Simulated Tempering (ST) is an MCMC algorithm for complex target distributions that operates on a path between the target and a more amenable reference distribution. Crucially, if the reference enables i.i.d. sampling, ST is regenerative and can be parallelized across independent tours. However, the difficulty of tuning ST has hindered its widespread adoption. In this work, we develop a simple nonreversible ST (NRST) algorithm, a general theoretical analysis of ST, and an automated tuning procedure for ST. A core contribution that arises from the analysis is a novel performance metric -- Tour Effectiveness (TE) -- that controls the asymptotic variance of estimates from ST for bounded test functions. We use the TE to show that NRST dominates its reversible counterpart. We then develop an automated tuning procedure for NRST algorithms that targets the TE while minimizing computational cost. This procedure enables straightforward integration of NRST into existing probabilistic programming languages. We provide extensive experimental evidence that our tuning scheme improves the performance and robustness of NRST algorithms on a diverse set of probabilistic models.

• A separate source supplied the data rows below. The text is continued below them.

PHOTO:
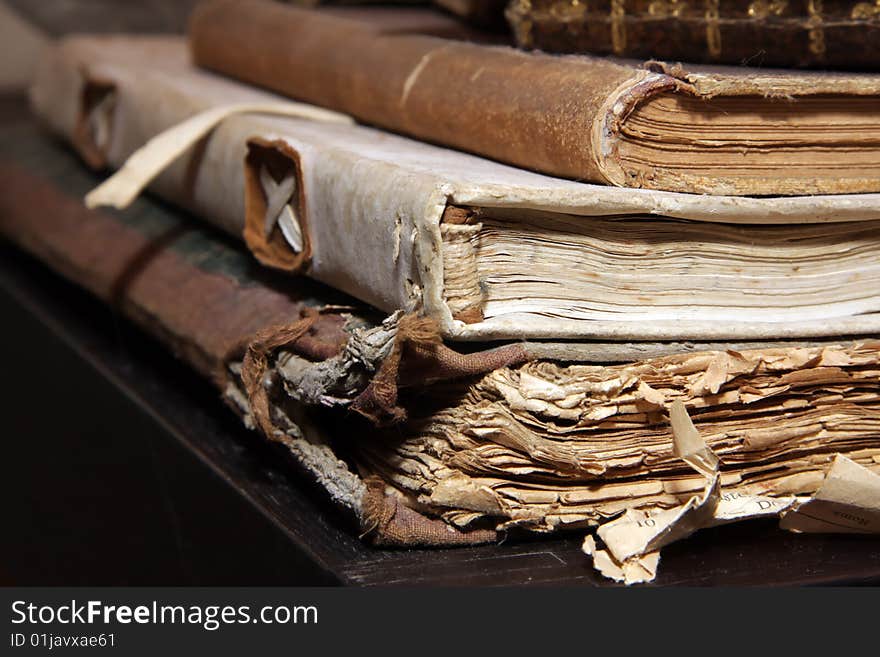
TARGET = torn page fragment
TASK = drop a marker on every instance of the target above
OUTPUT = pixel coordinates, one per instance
(847, 502)
(635, 570)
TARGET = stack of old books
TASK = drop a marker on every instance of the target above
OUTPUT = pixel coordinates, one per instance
(590, 293)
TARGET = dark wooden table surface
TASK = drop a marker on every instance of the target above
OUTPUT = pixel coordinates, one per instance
(120, 466)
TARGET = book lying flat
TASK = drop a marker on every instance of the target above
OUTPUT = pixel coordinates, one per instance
(487, 250)
(657, 126)
(488, 443)
(835, 35)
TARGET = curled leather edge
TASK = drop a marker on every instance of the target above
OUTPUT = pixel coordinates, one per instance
(273, 251)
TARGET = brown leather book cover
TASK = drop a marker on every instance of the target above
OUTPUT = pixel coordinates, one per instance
(519, 437)
(730, 131)
(793, 33)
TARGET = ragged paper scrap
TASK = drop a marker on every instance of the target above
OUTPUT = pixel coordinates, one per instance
(847, 501)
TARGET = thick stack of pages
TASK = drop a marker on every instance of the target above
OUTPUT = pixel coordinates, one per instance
(522, 436)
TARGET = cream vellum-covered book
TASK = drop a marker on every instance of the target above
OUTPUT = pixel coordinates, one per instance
(486, 250)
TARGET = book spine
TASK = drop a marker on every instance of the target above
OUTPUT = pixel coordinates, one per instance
(785, 33)
(531, 111)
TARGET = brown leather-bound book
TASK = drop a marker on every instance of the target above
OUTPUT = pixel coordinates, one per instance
(522, 437)
(798, 33)
(733, 131)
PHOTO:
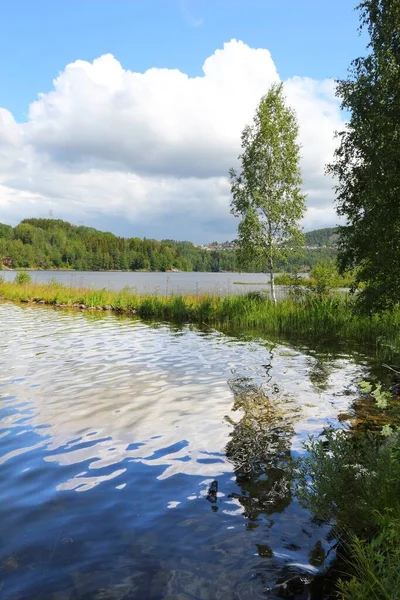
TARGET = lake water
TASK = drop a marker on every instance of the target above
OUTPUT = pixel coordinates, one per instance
(162, 283)
(152, 462)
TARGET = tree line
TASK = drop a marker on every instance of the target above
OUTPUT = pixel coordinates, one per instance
(57, 244)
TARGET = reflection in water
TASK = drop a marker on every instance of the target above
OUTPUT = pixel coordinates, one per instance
(154, 462)
(259, 449)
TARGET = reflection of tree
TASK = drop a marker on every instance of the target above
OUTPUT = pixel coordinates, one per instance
(319, 373)
(260, 451)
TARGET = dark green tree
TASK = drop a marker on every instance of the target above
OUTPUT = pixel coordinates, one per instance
(367, 162)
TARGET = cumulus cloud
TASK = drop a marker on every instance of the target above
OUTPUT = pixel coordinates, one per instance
(154, 148)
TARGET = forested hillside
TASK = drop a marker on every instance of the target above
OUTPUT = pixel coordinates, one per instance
(322, 237)
(56, 244)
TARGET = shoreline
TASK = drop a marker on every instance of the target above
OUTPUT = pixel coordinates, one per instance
(316, 317)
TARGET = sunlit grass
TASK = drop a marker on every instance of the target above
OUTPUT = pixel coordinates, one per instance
(331, 317)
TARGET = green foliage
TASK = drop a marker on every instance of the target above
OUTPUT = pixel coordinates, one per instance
(375, 564)
(380, 396)
(56, 244)
(309, 316)
(351, 479)
(328, 236)
(324, 275)
(354, 481)
(322, 278)
(23, 278)
(266, 193)
(367, 161)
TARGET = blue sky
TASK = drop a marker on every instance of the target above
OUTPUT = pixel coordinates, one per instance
(307, 39)
(316, 38)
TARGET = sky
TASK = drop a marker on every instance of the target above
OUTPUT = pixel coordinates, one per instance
(126, 114)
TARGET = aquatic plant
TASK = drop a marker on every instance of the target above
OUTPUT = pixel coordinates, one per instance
(23, 278)
(313, 316)
(353, 481)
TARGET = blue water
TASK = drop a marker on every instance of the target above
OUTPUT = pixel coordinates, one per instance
(156, 283)
(152, 462)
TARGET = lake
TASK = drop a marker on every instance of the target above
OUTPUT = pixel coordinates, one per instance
(142, 461)
(162, 283)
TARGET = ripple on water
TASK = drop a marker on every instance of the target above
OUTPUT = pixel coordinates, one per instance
(152, 461)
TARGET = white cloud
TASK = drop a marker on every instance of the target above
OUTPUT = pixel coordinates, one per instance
(155, 147)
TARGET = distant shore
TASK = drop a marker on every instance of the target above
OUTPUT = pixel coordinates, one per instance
(315, 317)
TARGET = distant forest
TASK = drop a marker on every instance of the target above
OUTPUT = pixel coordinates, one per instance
(56, 244)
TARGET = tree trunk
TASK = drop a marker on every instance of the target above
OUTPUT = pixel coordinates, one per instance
(271, 281)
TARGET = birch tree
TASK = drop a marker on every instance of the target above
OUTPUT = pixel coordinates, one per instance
(266, 191)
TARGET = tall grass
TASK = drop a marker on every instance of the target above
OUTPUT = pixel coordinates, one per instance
(353, 481)
(330, 317)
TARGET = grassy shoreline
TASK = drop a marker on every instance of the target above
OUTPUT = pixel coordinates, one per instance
(329, 317)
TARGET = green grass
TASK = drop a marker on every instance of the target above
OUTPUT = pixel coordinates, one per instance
(356, 486)
(321, 318)
(250, 283)
(310, 282)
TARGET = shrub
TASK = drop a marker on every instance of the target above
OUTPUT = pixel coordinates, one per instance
(23, 278)
(351, 479)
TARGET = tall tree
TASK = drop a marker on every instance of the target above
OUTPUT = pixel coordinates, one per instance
(367, 162)
(266, 192)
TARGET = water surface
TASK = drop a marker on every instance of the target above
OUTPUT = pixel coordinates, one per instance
(162, 283)
(153, 462)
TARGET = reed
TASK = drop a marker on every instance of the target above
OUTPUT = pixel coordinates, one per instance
(330, 317)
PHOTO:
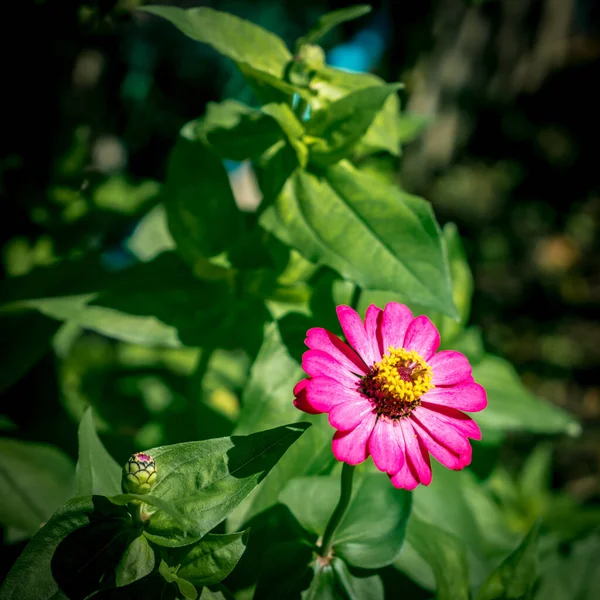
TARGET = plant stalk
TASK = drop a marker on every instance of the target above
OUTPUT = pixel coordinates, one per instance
(340, 510)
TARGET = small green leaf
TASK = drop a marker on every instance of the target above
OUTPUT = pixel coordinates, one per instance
(515, 577)
(511, 407)
(445, 554)
(238, 39)
(35, 480)
(206, 480)
(365, 587)
(332, 84)
(285, 572)
(186, 589)
(330, 20)
(201, 210)
(211, 559)
(88, 556)
(136, 562)
(239, 132)
(372, 532)
(25, 339)
(340, 125)
(31, 577)
(97, 471)
(389, 228)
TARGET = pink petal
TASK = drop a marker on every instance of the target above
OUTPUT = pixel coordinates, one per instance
(449, 368)
(317, 362)
(405, 478)
(384, 447)
(323, 393)
(439, 452)
(416, 453)
(348, 415)
(422, 337)
(300, 399)
(373, 319)
(454, 418)
(464, 396)
(318, 338)
(355, 333)
(441, 430)
(351, 446)
(396, 319)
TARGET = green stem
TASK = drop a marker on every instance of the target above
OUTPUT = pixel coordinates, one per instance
(340, 509)
(355, 297)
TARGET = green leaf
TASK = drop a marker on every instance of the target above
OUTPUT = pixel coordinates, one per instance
(35, 480)
(31, 577)
(206, 480)
(136, 562)
(211, 559)
(267, 401)
(97, 470)
(86, 557)
(445, 554)
(389, 228)
(201, 210)
(238, 39)
(511, 407)
(25, 339)
(365, 587)
(362, 539)
(332, 84)
(285, 572)
(186, 589)
(330, 20)
(340, 125)
(237, 131)
(515, 577)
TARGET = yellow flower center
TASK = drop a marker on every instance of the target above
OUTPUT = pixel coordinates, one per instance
(396, 383)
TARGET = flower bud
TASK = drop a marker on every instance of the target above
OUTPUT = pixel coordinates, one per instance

翻译：模拟退火（ST）是一种用于复杂目标分布的MCMC算法，通过目标分布与更易处理的参考分布之间的路径进行采样。关键在于，当参考分布支持独立同分布采样时，ST具有再生性，并且可以在独立遍历过程中进行并行化。然而，ST调参的困难阻碍了其广泛应用。本文提出了一种简单的不可逆ST（NRST）算法、一套通用的ST理论分析框架以及ST的自动调参程序。理论分析的核心贡献在于提出了一种新型性能指标——遍历有效性（TE），该指标可控制有界测试函数下ST估计量的渐近方差。我们利用TE证明了NRST优于其可逆对应方法，进而开发了针对NRST算法的自动调参程序，该程序在最小化计算成本的同时优化TE。这一程序使NRST能够轻松集成到现有的概率编程语言中。我们通过大量实验证明，所提出的调参方案在多种概率模型上显著提升了NRST算法的性能与鲁棒性。